The first two months were spent treating women with obstetric fistulas. Fistula is one of the most devastating of all pregnancy-related disabilities. Usually the result of obstructed labor coupled with a lack of skilled medical care, obstetric fistula most often leads to permanent incontinence.
More than 90 per cent of African women affected by obstetric fistula are rejected from their husbands and society due to their childlessness. They become social outcasts, isolated from family, friends, village and religious life. They work alone, eat alone, and are not allowed to cook for anyone else. They sleep in separate huts and often end up on the streets, begging for their survival. Fistula repair and healing can restore women to their families and societies.
Since 2003, Mercy Ships surgeons have performed more than 2,880 procedures to correct obstetric fistula and related issues on 2,490 patients on board hospital ships in Africa.
Moen worked with many of these women who were restored to health.
“They have a possibility of a life and to be respected in their culture,” she said.
Cataract surgeries are common – procedures deemed routine in the developed world to restore people’s vision. Moen saw skinny babies come on board the ship to have cleft palates repaired, and leave chubby and healthy.
There is also a dental surgery associated with Africa Mercy, and staff go on land to see patients.
Working on the ship is giving people in need their ultimate gift.
She said “love the world” is the simple operational model that the organization pursues – give people what they need. They will dock in a country for six to 10 months at a time, with a ship that has all the resources necessary, from a CT scanner to surgeries.
The Africa Mercy is operated by a non-profit organization and staffed by volunteers from around the world. Canadians are the third most common volunteers on the ship, behind Americans and Dutch, but Koreans, Australians and people from around the world volunteer.

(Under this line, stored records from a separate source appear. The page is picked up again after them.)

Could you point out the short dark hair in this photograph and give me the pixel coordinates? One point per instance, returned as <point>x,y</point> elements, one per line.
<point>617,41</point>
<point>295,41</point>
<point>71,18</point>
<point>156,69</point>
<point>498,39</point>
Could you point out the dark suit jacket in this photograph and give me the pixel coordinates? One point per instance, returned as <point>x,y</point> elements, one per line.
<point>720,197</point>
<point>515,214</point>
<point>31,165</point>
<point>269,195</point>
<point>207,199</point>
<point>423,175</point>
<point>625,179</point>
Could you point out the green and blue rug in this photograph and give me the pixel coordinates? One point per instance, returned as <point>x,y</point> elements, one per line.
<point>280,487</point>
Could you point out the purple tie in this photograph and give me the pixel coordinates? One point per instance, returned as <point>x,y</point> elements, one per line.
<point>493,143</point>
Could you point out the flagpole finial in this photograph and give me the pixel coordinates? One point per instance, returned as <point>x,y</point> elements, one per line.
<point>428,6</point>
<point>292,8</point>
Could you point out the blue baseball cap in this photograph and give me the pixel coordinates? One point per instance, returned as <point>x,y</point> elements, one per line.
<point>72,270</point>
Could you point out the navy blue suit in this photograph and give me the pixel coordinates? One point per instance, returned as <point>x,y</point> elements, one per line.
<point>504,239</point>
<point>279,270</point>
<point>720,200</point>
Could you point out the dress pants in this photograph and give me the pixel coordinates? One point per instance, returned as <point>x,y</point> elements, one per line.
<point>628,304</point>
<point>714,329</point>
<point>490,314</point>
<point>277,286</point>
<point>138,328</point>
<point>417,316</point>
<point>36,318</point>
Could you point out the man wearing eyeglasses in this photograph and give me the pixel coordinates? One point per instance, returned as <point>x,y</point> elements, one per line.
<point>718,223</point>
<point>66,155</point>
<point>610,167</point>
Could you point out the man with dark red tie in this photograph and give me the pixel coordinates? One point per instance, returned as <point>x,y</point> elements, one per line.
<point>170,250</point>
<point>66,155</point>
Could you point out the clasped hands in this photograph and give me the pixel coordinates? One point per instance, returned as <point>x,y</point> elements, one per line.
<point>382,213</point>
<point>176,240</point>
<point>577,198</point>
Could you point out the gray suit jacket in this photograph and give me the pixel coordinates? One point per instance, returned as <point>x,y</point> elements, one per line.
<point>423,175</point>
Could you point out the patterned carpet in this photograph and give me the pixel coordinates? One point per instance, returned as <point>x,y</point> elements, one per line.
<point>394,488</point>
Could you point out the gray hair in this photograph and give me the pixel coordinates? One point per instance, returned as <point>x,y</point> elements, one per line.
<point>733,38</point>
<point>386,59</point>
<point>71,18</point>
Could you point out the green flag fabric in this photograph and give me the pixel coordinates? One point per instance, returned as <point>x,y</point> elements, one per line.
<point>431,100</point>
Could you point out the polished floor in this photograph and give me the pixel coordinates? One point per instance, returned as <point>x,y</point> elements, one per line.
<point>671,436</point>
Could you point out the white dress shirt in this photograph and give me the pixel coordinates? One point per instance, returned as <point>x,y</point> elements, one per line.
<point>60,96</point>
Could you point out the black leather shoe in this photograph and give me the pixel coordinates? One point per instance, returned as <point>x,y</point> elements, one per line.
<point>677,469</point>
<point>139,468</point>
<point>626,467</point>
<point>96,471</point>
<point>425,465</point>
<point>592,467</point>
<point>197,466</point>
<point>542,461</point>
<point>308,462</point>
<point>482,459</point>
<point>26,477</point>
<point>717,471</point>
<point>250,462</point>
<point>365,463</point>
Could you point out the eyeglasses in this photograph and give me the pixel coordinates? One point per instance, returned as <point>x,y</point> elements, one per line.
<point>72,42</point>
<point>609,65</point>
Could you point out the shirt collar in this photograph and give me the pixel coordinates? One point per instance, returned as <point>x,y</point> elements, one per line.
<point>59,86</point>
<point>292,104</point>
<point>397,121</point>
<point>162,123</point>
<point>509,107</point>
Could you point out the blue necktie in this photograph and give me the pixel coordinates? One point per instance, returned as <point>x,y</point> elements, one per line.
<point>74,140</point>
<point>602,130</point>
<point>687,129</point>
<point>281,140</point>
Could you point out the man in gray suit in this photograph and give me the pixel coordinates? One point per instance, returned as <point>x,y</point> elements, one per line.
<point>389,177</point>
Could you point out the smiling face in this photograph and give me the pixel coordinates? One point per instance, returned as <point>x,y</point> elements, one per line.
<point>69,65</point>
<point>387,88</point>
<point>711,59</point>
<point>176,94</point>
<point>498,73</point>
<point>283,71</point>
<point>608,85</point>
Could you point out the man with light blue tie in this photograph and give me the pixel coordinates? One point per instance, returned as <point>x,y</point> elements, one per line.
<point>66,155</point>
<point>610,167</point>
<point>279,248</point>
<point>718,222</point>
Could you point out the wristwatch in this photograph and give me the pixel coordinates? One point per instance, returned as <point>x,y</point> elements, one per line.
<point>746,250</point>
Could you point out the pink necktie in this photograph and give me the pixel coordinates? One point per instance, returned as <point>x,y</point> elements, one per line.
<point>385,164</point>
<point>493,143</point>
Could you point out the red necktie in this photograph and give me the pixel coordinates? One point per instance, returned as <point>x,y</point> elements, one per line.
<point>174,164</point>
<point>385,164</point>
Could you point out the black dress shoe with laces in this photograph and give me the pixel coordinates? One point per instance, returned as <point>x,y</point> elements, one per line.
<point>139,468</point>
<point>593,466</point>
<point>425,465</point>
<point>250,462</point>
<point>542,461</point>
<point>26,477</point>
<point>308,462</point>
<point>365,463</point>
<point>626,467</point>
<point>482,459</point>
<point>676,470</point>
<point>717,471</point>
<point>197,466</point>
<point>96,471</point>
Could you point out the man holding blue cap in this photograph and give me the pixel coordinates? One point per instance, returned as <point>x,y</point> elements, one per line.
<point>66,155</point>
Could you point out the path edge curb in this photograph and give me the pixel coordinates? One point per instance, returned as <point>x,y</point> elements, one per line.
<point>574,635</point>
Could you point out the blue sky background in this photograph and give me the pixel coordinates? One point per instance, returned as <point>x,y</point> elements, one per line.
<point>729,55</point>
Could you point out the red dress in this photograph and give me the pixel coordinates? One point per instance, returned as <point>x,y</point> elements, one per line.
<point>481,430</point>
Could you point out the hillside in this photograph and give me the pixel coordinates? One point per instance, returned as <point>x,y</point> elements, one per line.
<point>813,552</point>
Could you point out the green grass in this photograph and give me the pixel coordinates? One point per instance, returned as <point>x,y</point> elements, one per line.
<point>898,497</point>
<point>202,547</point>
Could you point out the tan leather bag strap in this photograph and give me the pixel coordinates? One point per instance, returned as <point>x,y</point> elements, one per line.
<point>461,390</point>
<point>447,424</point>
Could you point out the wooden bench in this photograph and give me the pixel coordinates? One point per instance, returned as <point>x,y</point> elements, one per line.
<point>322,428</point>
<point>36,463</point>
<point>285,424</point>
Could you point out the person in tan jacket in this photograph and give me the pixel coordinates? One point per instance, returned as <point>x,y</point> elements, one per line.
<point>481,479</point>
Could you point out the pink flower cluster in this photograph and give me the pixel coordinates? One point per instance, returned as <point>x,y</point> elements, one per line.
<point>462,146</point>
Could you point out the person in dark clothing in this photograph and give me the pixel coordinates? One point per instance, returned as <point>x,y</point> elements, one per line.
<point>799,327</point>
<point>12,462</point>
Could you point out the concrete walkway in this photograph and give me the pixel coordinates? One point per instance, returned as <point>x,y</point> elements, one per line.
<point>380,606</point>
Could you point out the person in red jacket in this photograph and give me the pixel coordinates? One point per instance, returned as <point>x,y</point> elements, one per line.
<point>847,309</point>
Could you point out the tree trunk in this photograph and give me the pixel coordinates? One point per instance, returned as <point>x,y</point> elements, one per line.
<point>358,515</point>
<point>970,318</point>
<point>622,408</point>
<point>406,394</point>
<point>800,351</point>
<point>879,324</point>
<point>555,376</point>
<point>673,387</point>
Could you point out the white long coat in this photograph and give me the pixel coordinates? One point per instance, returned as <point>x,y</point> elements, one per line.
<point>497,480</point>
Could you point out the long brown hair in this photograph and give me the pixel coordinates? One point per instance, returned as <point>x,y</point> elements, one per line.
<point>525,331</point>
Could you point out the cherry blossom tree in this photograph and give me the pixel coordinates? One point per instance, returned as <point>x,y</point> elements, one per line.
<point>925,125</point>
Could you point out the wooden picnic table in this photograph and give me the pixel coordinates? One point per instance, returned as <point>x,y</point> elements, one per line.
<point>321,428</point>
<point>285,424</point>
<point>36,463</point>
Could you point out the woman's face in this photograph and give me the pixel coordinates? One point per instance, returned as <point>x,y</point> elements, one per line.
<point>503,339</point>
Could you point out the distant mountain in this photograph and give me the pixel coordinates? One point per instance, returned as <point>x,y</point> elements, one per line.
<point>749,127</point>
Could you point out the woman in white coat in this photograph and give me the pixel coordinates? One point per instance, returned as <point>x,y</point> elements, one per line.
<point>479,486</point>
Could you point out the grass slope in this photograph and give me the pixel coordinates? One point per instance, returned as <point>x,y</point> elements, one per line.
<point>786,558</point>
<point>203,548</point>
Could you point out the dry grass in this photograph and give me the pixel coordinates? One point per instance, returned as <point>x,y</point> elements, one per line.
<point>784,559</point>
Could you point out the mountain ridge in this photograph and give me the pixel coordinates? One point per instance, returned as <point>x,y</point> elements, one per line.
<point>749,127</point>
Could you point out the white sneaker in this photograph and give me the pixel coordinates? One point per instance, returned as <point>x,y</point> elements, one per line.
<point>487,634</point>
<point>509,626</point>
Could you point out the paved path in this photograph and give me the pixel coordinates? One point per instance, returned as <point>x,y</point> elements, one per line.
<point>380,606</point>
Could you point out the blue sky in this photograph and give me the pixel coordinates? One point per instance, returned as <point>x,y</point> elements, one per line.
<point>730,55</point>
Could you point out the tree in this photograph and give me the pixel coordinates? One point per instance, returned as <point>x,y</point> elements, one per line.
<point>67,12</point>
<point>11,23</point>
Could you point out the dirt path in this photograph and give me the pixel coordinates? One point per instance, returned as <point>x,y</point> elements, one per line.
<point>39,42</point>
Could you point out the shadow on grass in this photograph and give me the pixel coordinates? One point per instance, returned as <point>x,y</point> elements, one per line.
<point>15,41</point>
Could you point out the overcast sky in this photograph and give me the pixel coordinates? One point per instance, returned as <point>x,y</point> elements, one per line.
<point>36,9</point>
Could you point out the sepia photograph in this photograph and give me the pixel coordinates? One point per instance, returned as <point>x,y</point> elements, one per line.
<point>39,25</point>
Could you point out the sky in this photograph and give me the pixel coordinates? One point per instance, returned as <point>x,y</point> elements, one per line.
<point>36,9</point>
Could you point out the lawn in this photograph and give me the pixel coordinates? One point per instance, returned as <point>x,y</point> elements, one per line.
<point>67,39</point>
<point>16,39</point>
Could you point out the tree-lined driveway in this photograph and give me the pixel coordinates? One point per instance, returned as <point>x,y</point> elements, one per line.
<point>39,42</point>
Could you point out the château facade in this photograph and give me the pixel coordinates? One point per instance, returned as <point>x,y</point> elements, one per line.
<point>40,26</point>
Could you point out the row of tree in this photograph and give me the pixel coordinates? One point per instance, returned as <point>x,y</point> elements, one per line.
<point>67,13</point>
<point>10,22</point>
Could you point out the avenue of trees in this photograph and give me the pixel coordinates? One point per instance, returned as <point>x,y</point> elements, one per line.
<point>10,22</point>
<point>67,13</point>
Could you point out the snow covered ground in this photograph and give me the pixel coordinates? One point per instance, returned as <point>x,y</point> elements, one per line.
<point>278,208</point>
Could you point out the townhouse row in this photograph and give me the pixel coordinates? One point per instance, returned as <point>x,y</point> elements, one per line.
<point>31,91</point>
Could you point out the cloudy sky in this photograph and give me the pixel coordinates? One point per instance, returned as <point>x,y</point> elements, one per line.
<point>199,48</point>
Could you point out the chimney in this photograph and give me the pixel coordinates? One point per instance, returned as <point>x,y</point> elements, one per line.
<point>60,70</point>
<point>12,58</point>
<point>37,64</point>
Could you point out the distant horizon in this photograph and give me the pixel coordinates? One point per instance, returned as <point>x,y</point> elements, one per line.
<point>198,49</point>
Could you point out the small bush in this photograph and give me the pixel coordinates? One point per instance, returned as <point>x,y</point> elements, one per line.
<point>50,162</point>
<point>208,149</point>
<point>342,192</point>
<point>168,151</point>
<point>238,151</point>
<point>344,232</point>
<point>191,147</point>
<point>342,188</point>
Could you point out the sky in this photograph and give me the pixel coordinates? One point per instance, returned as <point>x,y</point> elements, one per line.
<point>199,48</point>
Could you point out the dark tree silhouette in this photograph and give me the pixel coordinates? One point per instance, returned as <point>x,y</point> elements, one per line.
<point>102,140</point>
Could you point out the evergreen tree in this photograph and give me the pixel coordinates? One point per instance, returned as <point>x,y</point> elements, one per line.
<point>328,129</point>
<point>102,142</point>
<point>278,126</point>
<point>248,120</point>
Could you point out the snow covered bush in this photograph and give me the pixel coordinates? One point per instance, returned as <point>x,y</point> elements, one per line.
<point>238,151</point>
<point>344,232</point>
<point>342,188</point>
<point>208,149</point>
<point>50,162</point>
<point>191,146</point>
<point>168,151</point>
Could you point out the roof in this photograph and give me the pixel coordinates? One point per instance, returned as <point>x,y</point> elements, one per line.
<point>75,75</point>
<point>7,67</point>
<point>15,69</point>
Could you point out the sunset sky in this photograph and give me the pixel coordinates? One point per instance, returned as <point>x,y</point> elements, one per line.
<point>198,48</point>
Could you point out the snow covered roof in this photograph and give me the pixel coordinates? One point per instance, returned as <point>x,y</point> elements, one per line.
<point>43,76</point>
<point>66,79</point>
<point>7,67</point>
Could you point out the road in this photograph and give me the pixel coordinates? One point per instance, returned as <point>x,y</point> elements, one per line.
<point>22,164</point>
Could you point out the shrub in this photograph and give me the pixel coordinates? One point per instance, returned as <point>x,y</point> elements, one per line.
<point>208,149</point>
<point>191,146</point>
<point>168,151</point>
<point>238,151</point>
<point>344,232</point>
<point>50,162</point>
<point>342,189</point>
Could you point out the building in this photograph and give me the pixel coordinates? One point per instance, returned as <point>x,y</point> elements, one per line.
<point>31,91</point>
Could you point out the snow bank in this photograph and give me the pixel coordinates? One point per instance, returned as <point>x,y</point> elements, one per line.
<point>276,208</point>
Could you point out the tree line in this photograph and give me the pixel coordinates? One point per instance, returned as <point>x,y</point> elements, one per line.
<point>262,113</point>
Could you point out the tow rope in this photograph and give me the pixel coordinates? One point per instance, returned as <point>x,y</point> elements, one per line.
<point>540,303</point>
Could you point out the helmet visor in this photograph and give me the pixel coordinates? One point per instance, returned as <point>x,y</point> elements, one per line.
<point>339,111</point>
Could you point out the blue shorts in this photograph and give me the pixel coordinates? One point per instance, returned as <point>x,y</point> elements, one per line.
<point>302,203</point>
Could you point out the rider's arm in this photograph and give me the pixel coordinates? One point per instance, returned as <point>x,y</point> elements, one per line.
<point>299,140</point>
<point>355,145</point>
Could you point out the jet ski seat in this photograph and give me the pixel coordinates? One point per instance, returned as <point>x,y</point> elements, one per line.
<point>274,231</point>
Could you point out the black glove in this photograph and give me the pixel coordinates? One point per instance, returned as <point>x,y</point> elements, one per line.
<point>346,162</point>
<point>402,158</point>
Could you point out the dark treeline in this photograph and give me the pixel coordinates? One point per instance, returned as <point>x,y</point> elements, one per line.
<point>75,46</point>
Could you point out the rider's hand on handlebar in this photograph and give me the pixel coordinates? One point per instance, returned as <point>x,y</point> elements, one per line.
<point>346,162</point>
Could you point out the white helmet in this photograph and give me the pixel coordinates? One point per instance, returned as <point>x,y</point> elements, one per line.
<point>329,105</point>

“It’s addictive,” said Moen. “You want to quit your job and go.”
That is impossible, because even though they are working volunteers, the Mercy Ship staff have to pay their own expenses – it cost Moen $700 per month to be involved.
She said there opportunities for many trades and professions, as electricians, plumbers and dietitians are all needed on board. Of the 450 people who live on the hospital ship, roughly half are medical personnel.
Moen has been given a one-year leave of absence from working at Peace Arch Hospital in White Rock, so she will return to work there, but the Mercy Ship will be in her thoughts.
“When I can organize it, I’m going to go back.”
The Africa Mercy is scheduled to dock in Point Noise, in the Republic of Congo, for 10 months beginning in August.